SB 178 (Leno) Electronic device information access: Privacy. (Enacted into law)

Requires a law enforcement agency to have a search warrant or subpoena before accessing the contents of a cell phone.

===CFC Supported Bills===

SB 763 (Leno D) Juvenile products: flame retardant chemicals. (In Committee Process)

Would require a manufacturer of juvenile products, such as bassinets, high chairs and strollers, to state whether the product contains toxic flame retardant chemicals.

===CFC Opposed Bills===

AB 925 (Low) Would have allowed businesses to secretly record cell phone conversations with customers. (Died)

AB 2395 (Low) Would have allowed copper carriers to abandon copper landlines beginning in 2020. (Died)

AB 2688 (Gordon) Would establish limited regulations for health and fitness apps and health information websites, but falls short of established California medical privacy law. (Opposed unless amended)

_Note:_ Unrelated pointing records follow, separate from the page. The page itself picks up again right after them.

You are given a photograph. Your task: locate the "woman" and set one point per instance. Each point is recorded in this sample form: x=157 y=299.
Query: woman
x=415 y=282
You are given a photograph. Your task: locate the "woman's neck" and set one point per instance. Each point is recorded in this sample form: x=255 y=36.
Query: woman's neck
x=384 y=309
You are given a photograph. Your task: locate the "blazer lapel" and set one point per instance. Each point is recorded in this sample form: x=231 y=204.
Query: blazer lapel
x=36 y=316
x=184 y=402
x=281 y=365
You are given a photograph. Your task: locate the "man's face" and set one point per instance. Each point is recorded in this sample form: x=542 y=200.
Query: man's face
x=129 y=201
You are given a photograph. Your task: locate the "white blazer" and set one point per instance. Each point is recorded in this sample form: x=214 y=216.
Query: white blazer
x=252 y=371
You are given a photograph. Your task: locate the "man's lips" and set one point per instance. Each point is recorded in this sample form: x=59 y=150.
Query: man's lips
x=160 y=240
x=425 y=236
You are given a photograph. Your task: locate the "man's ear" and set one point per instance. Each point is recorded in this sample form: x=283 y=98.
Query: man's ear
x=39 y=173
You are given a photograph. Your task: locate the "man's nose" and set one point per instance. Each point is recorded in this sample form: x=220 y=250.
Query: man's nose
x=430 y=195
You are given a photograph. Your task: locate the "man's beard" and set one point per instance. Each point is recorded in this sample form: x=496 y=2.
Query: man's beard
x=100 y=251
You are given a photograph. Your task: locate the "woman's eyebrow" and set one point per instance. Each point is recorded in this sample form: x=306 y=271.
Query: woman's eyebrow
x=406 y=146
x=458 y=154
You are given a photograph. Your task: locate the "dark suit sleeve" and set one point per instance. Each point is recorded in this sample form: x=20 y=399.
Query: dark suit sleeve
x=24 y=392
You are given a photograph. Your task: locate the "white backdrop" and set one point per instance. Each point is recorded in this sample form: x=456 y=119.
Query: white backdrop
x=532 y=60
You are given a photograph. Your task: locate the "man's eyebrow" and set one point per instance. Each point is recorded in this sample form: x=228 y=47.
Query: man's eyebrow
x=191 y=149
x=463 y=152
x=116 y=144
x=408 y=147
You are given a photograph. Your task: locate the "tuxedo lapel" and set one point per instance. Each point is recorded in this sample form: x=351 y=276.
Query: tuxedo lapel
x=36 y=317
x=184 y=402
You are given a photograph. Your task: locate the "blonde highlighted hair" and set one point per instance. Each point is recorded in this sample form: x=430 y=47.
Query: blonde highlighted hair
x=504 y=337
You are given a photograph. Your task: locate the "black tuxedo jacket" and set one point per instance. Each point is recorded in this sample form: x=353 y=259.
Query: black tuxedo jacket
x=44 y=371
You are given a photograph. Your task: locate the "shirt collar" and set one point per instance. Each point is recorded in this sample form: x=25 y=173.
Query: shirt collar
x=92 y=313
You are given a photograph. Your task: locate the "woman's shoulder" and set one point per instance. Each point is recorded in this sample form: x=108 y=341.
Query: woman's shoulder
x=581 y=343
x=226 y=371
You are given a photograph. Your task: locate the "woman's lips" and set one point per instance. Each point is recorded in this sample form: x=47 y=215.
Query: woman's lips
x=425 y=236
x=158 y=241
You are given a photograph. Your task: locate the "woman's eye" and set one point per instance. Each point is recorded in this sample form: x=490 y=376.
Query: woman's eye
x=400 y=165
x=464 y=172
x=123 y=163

==Recent Rate Proceedings==

1. Safeco Insurance Company of America: PA-2015-00007 (2015-2016)

2. Wawanesa General Insurance Company: PA-2015-0007 (2015-2016)

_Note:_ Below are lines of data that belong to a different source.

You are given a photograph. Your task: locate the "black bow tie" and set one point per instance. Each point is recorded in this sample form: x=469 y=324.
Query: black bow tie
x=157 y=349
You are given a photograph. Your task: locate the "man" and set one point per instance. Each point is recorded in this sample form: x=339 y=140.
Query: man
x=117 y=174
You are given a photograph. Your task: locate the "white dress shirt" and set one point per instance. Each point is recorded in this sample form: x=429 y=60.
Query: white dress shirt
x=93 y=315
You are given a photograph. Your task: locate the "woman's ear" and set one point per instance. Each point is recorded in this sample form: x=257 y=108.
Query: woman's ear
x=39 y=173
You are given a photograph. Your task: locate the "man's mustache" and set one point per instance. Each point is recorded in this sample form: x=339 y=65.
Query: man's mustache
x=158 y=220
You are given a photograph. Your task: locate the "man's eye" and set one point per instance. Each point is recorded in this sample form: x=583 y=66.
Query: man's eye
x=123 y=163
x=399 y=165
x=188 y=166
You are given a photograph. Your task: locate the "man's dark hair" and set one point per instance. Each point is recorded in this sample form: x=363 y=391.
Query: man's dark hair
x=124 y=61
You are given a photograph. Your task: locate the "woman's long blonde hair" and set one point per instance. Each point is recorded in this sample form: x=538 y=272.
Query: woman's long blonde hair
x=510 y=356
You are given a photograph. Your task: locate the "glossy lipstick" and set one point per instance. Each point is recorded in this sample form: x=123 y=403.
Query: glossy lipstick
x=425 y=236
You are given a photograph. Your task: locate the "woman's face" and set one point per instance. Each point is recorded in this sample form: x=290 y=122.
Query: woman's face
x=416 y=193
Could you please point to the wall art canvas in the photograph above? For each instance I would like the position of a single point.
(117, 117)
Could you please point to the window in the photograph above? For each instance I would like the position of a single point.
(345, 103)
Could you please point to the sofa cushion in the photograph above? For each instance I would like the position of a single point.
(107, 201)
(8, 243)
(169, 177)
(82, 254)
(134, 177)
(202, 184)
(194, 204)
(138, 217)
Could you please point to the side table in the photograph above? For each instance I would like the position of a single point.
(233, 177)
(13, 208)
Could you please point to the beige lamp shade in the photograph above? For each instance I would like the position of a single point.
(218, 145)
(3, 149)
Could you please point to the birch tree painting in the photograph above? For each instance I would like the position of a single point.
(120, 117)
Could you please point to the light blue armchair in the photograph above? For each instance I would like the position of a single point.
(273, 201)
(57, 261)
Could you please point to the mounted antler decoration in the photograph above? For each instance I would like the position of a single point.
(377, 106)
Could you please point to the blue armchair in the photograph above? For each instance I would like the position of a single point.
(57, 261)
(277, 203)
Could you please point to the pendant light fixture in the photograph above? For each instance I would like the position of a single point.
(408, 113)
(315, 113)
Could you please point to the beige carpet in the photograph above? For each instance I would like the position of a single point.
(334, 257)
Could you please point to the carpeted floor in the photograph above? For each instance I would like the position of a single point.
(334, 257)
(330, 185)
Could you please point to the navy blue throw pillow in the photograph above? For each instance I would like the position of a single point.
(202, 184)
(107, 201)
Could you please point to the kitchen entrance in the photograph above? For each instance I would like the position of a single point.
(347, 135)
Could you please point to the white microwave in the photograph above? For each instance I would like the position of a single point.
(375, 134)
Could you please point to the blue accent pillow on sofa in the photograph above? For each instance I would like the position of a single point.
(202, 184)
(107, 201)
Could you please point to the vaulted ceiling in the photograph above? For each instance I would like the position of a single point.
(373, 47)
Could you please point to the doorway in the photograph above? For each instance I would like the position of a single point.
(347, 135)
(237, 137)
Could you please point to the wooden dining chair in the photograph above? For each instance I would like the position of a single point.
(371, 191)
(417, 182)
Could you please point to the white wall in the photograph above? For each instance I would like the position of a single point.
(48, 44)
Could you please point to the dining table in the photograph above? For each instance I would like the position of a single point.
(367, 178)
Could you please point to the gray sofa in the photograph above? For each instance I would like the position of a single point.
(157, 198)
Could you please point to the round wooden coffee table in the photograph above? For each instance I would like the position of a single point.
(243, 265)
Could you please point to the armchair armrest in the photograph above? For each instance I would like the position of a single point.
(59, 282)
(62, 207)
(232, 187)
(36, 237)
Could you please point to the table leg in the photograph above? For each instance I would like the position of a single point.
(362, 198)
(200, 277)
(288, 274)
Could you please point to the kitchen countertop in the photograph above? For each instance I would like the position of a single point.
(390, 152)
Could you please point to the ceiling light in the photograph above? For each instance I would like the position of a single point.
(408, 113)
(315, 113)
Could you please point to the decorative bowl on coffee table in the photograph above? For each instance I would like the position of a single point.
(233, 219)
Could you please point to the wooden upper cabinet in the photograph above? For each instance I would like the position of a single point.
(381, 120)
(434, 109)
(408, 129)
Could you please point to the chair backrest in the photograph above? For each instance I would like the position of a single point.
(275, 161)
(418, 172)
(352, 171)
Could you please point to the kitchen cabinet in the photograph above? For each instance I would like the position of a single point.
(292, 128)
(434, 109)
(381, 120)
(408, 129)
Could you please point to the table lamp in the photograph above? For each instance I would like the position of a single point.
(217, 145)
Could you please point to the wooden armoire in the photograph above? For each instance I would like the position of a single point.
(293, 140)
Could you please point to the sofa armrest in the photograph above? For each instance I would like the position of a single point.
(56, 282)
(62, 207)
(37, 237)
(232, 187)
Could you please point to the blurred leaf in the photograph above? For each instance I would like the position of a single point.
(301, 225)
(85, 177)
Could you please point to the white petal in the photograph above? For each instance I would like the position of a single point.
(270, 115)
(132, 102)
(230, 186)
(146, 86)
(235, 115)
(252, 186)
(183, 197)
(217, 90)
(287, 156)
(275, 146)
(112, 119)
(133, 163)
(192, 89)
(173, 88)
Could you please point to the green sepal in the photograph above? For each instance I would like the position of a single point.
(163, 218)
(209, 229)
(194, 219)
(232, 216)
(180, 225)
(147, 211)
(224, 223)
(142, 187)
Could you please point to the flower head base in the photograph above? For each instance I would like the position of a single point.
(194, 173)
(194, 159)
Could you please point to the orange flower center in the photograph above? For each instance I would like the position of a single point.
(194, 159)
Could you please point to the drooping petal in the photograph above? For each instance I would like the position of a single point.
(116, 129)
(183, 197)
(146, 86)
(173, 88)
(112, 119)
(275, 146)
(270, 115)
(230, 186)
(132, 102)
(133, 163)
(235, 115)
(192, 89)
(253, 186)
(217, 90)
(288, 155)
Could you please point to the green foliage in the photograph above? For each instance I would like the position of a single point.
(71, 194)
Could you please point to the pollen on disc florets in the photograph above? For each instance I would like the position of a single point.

3. State Farm General Insurance Company: PA 2015-00004 (2015-2016)

4. California Capital Insurance Company: PA-2015-0002 (2014-2016)

5. Farmers Insurance Exchange: PA 2013-00011 (2013-2014)

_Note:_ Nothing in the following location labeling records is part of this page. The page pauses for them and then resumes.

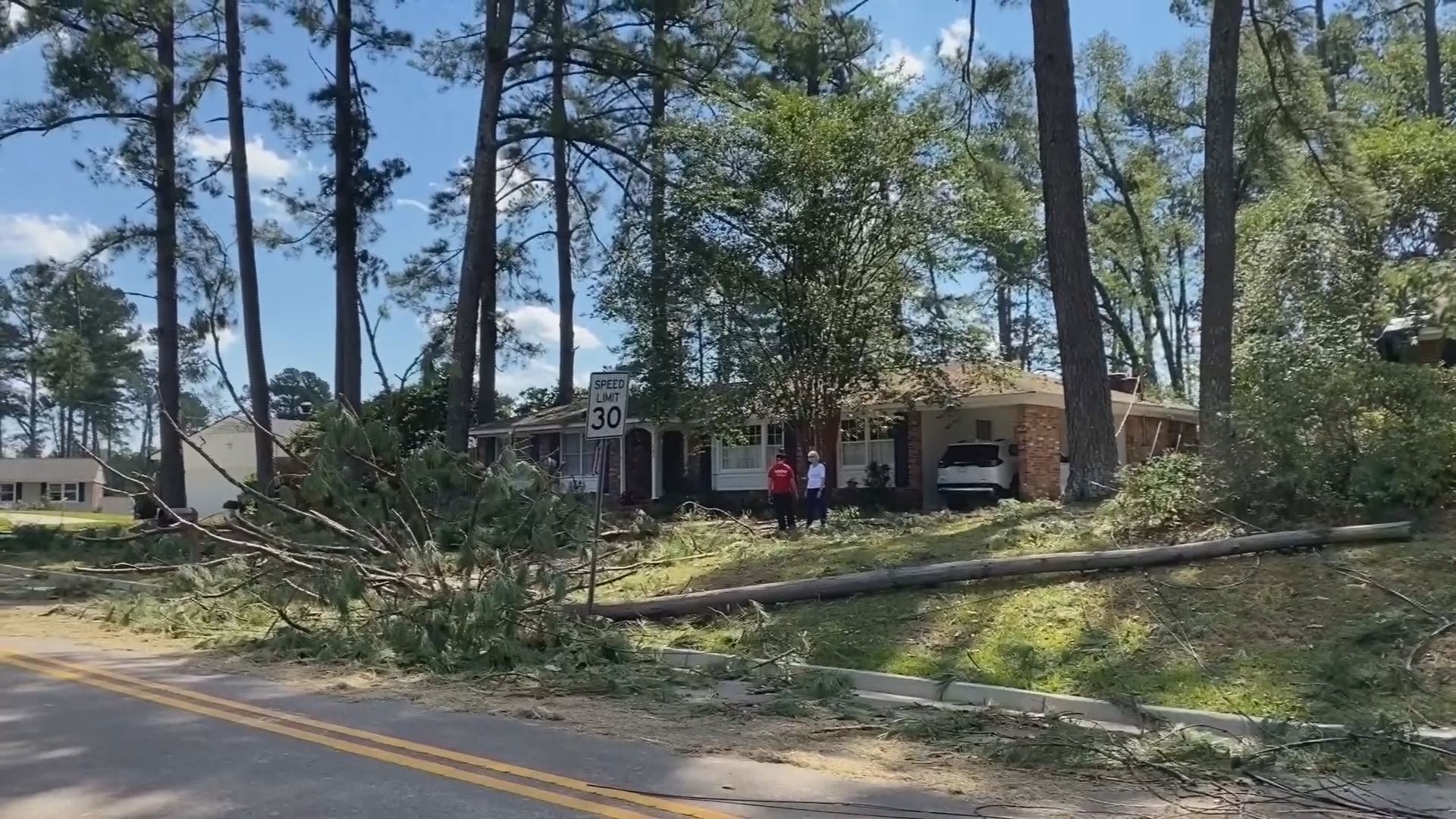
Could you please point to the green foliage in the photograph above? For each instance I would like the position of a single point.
(1161, 496)
(417, 413)
(290, 390)
(1323, 426)
(1326, 436)
(536, 398)
(457, 566)
(792, 295)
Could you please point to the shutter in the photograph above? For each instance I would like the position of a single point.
(705, 466)
(902, 436)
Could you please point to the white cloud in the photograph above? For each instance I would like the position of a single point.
(956, 38)
(15, 15)
(25, 237)
(541, 324)
(900, 63)
(264, 164)
(538, 372)
(226, 337)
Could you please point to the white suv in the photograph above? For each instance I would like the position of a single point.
(977, 468)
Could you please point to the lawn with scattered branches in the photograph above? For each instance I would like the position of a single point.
(1332, 635)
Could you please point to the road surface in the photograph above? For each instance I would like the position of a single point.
(102, 735)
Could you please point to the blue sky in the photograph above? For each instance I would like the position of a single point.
(49, 206)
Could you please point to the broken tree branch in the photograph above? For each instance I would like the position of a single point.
(934, 575)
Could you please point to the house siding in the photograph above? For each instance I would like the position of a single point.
(33, 494)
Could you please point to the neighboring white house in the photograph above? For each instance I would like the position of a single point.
(58, 483)
(231, 444)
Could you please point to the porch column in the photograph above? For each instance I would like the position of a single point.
(657, 461)
(1038, 447)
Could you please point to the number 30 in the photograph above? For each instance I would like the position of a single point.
(610, 417)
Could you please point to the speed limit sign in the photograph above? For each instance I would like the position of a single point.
(607, 406)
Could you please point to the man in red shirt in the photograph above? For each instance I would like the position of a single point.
(783, 490)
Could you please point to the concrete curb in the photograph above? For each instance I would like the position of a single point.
(52, 575)
(1087, 708)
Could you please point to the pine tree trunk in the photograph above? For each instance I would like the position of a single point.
(1091, 447)
(171, 479)
(1435, 93)
(1216, 349)
(1003, 330)
(663, 363)
(475, 311)
(246, 256)
(1327, 79)
(347, 352)
(561, 193)
(33, 433)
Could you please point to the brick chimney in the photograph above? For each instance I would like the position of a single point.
(1125, 382)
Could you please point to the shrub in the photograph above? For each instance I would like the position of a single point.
(1335, 439)
(1161, 496)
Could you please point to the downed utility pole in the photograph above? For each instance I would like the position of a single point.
(937, 573)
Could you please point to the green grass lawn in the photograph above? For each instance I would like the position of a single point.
(74, 519)
(1283, 634)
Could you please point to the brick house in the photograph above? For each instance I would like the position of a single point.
(676, 460)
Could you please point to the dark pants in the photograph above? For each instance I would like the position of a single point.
(816, 507)
(783, 509)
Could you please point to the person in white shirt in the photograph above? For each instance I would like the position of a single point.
(816, 506)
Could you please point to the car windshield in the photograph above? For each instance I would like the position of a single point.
(971, 455)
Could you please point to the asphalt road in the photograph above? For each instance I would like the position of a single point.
(111, 735)
(162, 742)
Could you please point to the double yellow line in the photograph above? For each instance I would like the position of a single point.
(463, 767)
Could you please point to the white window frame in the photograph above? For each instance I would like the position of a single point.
(57, 493)
(577, 458)
(755, 444)
(874, 439)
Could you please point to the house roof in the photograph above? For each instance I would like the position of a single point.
(1047, 385)
(965, 384)
(564, 416)
(281, 428)
(50, 471)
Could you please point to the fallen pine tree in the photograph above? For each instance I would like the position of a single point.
(937, 573)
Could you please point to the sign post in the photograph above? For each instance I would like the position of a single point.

6. Hartford Underwriters Insurance Company: PA-2014-00011 (2014 – 2015)

7. AIG Property and Casualty: PA 2013-00013 (2013-2014)

8. Infinity Insurance Company: PA-2014-00002, (2014)

9. State Farm General Insurance Company: PA 2013-00012 (2013-2014)

==Recent California Department of Insurance Proceedings==

In 2015 CFC participated in California Department of Insurance Rulemaking Workshop entitled: Sale of Insurance on a Group Basis Pursuant to Insurance Code 1861.12.

In 2014, CFC participated in California Department of Insurance Public Hearing on Autonomous Vehicle Insurance Issues.

In 2012 CFC participated in California Department of Insurance rulemaking entitled: Standards for Repairs and Use of Aftermarket Car Parts, CDI File No. REG 2011 00024.

In 2012 CFC participated in California Department of Insurance rulemaking workshop entitled: Scope of Prior Approval, CDI File No. OV-2011-00076.

In 2008 CFC participated in California Department of Insurance rulemaking: Usage Based Auto Insurance, CDI File No. REG 2008-00020.

==Controversy==
Because the Consumer Federation of CA takes positions in favor of consumers, it has been accused of anti-business bias by some business groups and conservative commentators. Several of the bills and regulations that CFC supports have been designated as “job killers” by the California Chamber of Commerce.

==CFC Education Foundation==
The CFC publishes educational materials for the public on consumer issues and sponsors the CFC Education Foundation, a 501(C)(3) non-profit that works to serve the public interest.